Jack sighed. After Clara and Barzelli, it was easy to hate the entire female sex. “No,” he said flatly, “I don’t hate you, Carlotta. Good night.”

“Good night,” she said.

He hung up the phone, and sat hunched over it on the desk, with his overcoat on, staring at it. Carlotta. Along with everything else, Carlotta.

Then the phone rang again. He let it ring three times, sitting with his hand on it, then picked it up. It was Paris, asking if this was Mr. John Andrus, and then he heard his wife’s voice, against a background of music and other voices.

“Jack, Jack, can you hear me?” Hélène was saying, her voice faraway and indistinct, muffled by distance and the pulsating sound of something that sounded like a guitar. “Are you all right, Jack? I read it, in the papers this morning—isn’t it awful—and I’ve been trying to call you all day. Can you hear me, Jack?”

“Barely,” Jack said. He had the feeling that there was something puzzling in what she had said, but he was too tired to figure it out. “What’s that noise behind you?”

“I’m at Bert and Vivian’s,” Hélène said. “It’s a party. They have a Russian gypsy here. She’s playing a balalaika and singing. Can you hear me?”

“Well enough,” Jack said. Unreasonably, he was annoyed with her for talking to him from a place where her voice was nearly drowned out by a balalaika and a gypsy.

“I’ve been worrying about you all day,
chéri,”
Hélène was saying. “I’m sure it must be horrible for you.”

You couldn’t have been worrying too much, Jack was tempted to say, if you’re still out at one thirty in the morning, with all those drunks around you. Then he was ashamed of himself for thinking it, and didn’t say it. After all, what was Hélène supposed to do? She had never met Delaney, and she hardly could be expected to sit mournfully by the telephone because, a thousand miles away, he had been brought down by illness. Now the noise of the party swelled and Jack couldn’t make out what his wife was saying. There was just the timbre of her voice, hurried, affectionate, and a little heightened by drink. He listened, dazed with fatigue, vaguely comforted by the tone of love and the feeling that finally, in this long day, there was someone who was interested in helping
him,
rather than demanding something from him. There was a knock on his door and he shouted “Come in,” and the waiter entered with his beer and cheese.

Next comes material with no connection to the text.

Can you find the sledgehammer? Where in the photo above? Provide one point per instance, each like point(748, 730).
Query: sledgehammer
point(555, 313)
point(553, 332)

“What’s that?” Hélène said. For the moment the line was absolutely clear and the singing behind her and the other voices had hushed and he could hear her as though she were talking in the next room.

“It’s the waiter with some bread and cheese,” Jack said. “I haven’t eaten all day.” He motioned to the waiter to put the tray down on the desk next to the telephone.

“Oh, Jack, that’s just what I was afraid of,” Hélène said. “You’re not taking care of yourself. Don’t you want me to get on the plane tomorrow and come down there?”

Jack hesitated, watching the waiter open the bottle of beer. He fumbled in his pocket and tossed two hundred lire on the tray for the waiter who bowed ceremoniously to him in thanks.

“Jack,” Hélène said, “did you hear me?”

“Yes, I heard you,” Jack said.

“Wouldn’t it be nice if I came down?”

The idea of having Hélène by his side for the next few days, staving off Carlotta, acting as a buffer against Bresach and Clara, being there to talk over the problems presented by Holt’s offer, was suddenly marvelously attractive.

“Well,” he started to say, “I think…”

There was a burst of laughter over the phone, from the guests at Bert and Vivian’s, and the balalaika and the gypsy voice came loudly over the wire. Now that’s too much, Jack thought, giving in irritably to his nerves. If she wanted so damned much to talk to me, she could have at least found a quiet room to call from. Perversely, he remembered her complaining at the airport that he hadn’t made love to her for two weeks and accusing him of being eager to leave. The claims, ambushes, demands, entrapments, of women. The music on the wire was infuriating him. He felt himself trembling. He knew he didn’t want his wife in this room. He felt cold, unconnected, grateful for the distance between them. Whatever love he was capable of in his exhaustion and worry, he was saving for Delaney. At that moment, he felt, if Hélène pressed him, he might say that he never wanted to see her again.